Moreover, Japanese features phonemes that have no direct equivalent in English. The hiragana れ, for instance, represents an "r" sound that blends elements of both "l" and "d," further complicating pronunciation for learners. Given these challenges, from pitch accent to tempo nuances and unfamiliar phonemes, a specialized tool to aid in learning proper Japanese pronunciation would be highly beneficial.
The tool is intended to help learners practice Japanese pitch accent at the sentence level by comparing their recordings with those of a native speaker. First, the system analyzes a pre-recorded sample by extracting its fundamental frequency, which represents the correct pitch accent pattern. After that, it records the student’s attempt of the same transcript. Because differences in speaking speed and timing make a direct comparison challenging, the system aligns the two recordings using dynamic time-warping (DTW) along with phoneme segmentation that relies on step functions aligned to phoneme boundaries. Additional methods, such as removing silence and filtering out outliers, help ensure a more precise visual comparison of the pitch patterns.

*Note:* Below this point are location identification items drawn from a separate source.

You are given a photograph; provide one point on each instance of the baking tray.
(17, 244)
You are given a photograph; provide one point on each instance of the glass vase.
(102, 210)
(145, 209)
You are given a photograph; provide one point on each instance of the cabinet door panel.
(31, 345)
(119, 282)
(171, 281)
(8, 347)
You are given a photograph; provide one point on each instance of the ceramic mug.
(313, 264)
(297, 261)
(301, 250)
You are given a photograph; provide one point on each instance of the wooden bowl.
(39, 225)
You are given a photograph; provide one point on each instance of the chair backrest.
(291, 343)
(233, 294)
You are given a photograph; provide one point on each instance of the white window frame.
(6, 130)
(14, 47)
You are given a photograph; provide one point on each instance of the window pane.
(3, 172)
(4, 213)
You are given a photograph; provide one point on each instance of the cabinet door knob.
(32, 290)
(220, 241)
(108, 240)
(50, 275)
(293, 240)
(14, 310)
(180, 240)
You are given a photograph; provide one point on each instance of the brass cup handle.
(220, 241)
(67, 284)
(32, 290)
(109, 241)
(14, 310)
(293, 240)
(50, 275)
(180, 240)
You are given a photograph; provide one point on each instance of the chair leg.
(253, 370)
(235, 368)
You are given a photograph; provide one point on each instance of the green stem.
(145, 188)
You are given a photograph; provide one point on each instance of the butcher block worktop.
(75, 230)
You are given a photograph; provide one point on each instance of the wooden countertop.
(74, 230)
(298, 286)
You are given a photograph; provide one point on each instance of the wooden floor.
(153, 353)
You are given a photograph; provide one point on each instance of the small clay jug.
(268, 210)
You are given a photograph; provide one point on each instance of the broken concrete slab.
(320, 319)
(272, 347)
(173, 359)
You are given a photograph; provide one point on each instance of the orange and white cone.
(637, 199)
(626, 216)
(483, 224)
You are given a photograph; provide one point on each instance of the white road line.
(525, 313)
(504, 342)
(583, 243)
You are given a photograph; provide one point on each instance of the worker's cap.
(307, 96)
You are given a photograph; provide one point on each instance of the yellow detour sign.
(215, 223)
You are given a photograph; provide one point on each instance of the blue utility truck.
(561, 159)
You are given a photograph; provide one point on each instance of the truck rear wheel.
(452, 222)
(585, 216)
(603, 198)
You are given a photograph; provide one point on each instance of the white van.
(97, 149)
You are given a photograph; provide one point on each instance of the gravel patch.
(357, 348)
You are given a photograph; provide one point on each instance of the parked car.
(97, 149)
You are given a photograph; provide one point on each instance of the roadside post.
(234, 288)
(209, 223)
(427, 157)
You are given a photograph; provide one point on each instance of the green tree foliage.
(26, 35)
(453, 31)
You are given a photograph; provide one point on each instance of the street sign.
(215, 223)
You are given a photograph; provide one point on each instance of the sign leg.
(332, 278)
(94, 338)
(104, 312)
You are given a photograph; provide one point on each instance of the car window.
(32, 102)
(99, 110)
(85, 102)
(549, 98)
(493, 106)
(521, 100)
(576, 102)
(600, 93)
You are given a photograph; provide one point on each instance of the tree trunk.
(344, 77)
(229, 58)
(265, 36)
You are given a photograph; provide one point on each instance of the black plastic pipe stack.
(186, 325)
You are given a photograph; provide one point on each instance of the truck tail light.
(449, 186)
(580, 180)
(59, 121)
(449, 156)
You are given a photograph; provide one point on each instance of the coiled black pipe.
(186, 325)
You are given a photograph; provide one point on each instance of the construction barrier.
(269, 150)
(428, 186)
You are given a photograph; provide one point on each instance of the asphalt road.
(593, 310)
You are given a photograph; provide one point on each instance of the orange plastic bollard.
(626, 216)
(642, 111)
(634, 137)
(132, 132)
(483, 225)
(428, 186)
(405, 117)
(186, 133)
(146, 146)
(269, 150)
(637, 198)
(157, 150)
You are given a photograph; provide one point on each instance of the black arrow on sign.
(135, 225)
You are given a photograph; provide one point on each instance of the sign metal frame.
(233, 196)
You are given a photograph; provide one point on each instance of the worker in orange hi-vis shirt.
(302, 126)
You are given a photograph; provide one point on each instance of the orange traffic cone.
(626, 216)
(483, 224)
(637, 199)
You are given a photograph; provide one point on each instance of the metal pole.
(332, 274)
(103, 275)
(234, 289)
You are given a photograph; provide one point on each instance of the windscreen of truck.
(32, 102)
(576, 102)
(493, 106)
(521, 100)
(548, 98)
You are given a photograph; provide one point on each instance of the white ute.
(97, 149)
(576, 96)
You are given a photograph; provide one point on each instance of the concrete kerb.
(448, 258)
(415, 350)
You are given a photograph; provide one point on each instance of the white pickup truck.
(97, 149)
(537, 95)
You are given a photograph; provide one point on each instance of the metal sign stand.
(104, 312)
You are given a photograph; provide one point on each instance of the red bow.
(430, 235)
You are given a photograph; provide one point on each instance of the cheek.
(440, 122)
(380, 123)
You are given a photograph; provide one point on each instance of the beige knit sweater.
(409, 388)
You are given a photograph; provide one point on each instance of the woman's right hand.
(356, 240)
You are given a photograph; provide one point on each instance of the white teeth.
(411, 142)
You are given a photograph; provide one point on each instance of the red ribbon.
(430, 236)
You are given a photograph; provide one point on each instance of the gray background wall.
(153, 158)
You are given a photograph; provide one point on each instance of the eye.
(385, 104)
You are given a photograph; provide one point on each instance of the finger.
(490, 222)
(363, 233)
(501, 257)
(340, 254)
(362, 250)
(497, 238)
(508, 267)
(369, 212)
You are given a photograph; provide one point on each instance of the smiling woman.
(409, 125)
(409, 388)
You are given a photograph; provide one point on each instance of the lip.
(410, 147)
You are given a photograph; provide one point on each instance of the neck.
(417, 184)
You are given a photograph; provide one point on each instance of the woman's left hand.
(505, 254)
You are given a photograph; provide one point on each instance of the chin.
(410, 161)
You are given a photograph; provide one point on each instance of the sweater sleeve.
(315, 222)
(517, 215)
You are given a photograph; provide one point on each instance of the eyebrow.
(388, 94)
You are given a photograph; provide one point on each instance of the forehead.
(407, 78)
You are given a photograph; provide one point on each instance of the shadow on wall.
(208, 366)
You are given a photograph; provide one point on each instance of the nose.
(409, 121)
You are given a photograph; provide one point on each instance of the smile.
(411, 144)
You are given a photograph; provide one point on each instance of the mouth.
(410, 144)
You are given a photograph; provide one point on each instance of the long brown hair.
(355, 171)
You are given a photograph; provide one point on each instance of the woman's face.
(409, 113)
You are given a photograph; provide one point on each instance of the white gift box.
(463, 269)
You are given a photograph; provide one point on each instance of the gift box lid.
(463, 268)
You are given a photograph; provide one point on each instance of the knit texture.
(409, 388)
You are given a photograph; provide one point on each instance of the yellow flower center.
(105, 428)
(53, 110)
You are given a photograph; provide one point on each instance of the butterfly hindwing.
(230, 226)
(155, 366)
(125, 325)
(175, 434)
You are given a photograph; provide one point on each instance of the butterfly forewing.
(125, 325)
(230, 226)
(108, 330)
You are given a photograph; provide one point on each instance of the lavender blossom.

In practice, users can select sentences (sourced from Forvo), record their own attempts, and view a graph that compares their pitch contour with that of the teacher. The interactive interface, developed in Python with TTK, provides immediate visual feedback on pronunciation differences, making it a useful tool for improving one's Japanese pitch accent.
In this example, I attempted to pronounce いつがいいか、わかりません。 The image below shows a visual comparison of my pitch accent pattern to that of a native speaker.
The analysis reveals that my recording is 63% similar to the teacher's, meaning that my pronunciation is acceptable but still has room for improvement, which is clearly visible in the pitch accent graph.
I currently use Anki
to learn Japanese and plan to develop a plugin that evaluates my pronunciation directly within the program instead of requiring a separate application.